General Information Metrics for Improving AI Model Training Efficiency

Xu, Jianfeng, Liu, Congcong, Tan, Xiaoying, Zhu, Xiaojie, Wu, Anpeng, Wan, Huan, Kong, Weijun, Li, Chun, Xu, Hu, Kuang, Kun, Wu, Fei

arXiv.org Artificial Intelligence 

Artificial intelligence (AI) is transforming numerous aspects of contemporary life, with advancements fueled largely by the training of models on extensive datasets (Pouyanfar et al. 2018; S. Dong et al. 2021; Bialkova 2024). This is particularly evident in areas like autonomous driving (S. Liu et al. 2024; C. Cui et al. 2024), generative AI (Feuerriegel et al. 2024; Huang et al. 2024), and medical image processing (Tian et al. 2024; Alzubaidi et al. 2024), which depend on large-scale model training. As these models expand to encompass hundreds of billions of parameters, the need for high-quality training data becomes critical (Zhao et al. 2023; Minaee et al. 2024). Training such large-scale models often requires tens to hundreds of trillions of tokens, substantial interdisciplinary effort over months, and a vast array of computational resources, including thousands of GPUs and high levels of energy consumption (Achiam et al. 2023; Touvron, Lavril, et al. 2023; Touvron, Martin, et al. 2023; Chowdhery et al. 2023). A core challenge is ensuring that training data is meticulously curated--ineffective data selection can yield models that underperform, fall short of desired objectives, and waste considerable resources (Chowdhery et al. 2023; Gunasekar et al. 2023b).
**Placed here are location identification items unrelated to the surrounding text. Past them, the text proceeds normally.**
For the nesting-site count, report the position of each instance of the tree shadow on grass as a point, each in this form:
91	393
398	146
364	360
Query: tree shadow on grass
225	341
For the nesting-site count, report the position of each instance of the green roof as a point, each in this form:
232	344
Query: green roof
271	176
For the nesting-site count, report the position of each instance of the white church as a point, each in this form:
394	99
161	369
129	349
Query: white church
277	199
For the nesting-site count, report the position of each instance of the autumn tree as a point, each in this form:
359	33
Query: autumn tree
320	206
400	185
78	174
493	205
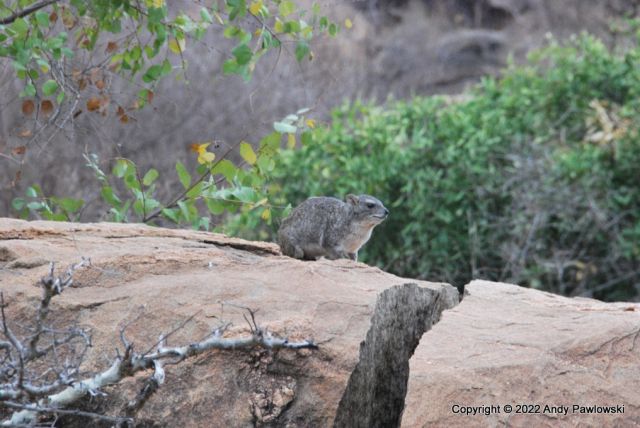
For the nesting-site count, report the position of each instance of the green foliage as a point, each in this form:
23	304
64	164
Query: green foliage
144	41
532	178
38	41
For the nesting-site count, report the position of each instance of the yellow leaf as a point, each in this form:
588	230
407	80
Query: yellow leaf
199	148
177	46
291	140
247	153
255	7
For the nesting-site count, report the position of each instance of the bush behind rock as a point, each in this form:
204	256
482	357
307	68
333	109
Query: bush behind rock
531	178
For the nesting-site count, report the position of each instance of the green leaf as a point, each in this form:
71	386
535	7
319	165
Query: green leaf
152	74
183	175
195	191
306	137
131	181
271	142
215	206
31	192
247	153
172	214
302	50
242	53
121	167
29	90
230	66
18	203
150	177
226	168
110	197
49	88
206	16
286	8
42	18
20	27
71	205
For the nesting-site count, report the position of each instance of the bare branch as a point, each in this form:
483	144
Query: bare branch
70	412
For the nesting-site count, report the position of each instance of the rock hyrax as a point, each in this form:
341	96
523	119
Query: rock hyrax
328	227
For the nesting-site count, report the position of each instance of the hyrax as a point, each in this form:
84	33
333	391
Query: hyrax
328	227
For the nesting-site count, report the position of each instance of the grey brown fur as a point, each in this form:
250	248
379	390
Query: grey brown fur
328	227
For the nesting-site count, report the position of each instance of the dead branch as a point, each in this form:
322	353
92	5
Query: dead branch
20	391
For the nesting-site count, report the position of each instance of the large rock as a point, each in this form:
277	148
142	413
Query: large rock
503	345
152	279
507	345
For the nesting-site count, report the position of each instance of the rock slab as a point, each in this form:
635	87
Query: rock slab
152	279
507	345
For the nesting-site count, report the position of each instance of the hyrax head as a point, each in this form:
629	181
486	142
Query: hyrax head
367	209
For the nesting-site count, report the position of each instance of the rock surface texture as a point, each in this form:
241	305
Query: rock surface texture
507	345
152	279
502	345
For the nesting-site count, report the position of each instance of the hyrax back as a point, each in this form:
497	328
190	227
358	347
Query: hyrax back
328	227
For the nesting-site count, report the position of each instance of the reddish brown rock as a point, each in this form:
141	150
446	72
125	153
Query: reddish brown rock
152	279
507	345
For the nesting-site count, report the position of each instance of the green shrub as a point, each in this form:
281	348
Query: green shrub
533	178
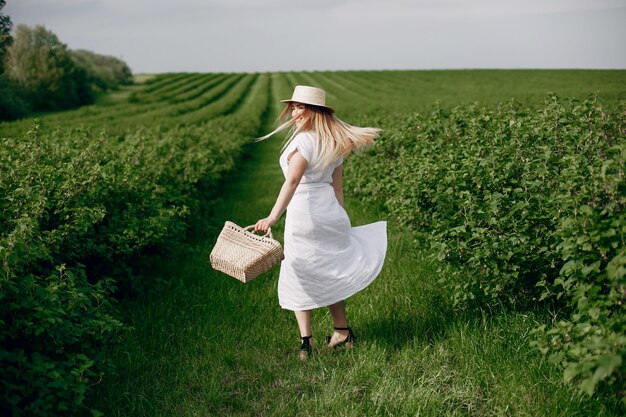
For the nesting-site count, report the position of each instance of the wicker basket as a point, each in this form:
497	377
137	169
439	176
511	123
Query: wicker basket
243	254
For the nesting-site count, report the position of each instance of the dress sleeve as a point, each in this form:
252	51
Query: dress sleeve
304	146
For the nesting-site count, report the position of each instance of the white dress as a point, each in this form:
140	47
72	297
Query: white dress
326	259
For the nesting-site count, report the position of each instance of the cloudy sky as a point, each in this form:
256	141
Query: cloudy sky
287	35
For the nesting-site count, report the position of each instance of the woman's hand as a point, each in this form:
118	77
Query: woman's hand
264	224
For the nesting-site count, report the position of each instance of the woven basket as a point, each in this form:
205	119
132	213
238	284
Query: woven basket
245	255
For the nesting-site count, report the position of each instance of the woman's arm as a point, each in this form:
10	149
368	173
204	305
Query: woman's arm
297	166
338	184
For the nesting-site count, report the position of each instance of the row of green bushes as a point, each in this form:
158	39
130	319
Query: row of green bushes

Thus, once model architecture and algorithms are defined, the quality of the training data becomes paramount to a model's success, significantly influencing the performance and relevance of AI technologies across various domains (Hamid 2023; Zha et al. 2023).By focusing on data quality, small-scale models can achieve performance comparable to much larger models. For instance, Phi-1.5 achieves performance on par with models 5 times its size, while Phi-2 matches or even surpasses the performance of models 25 times larger(Gunasekar et al. 2023a; Y. Li et al. 2023).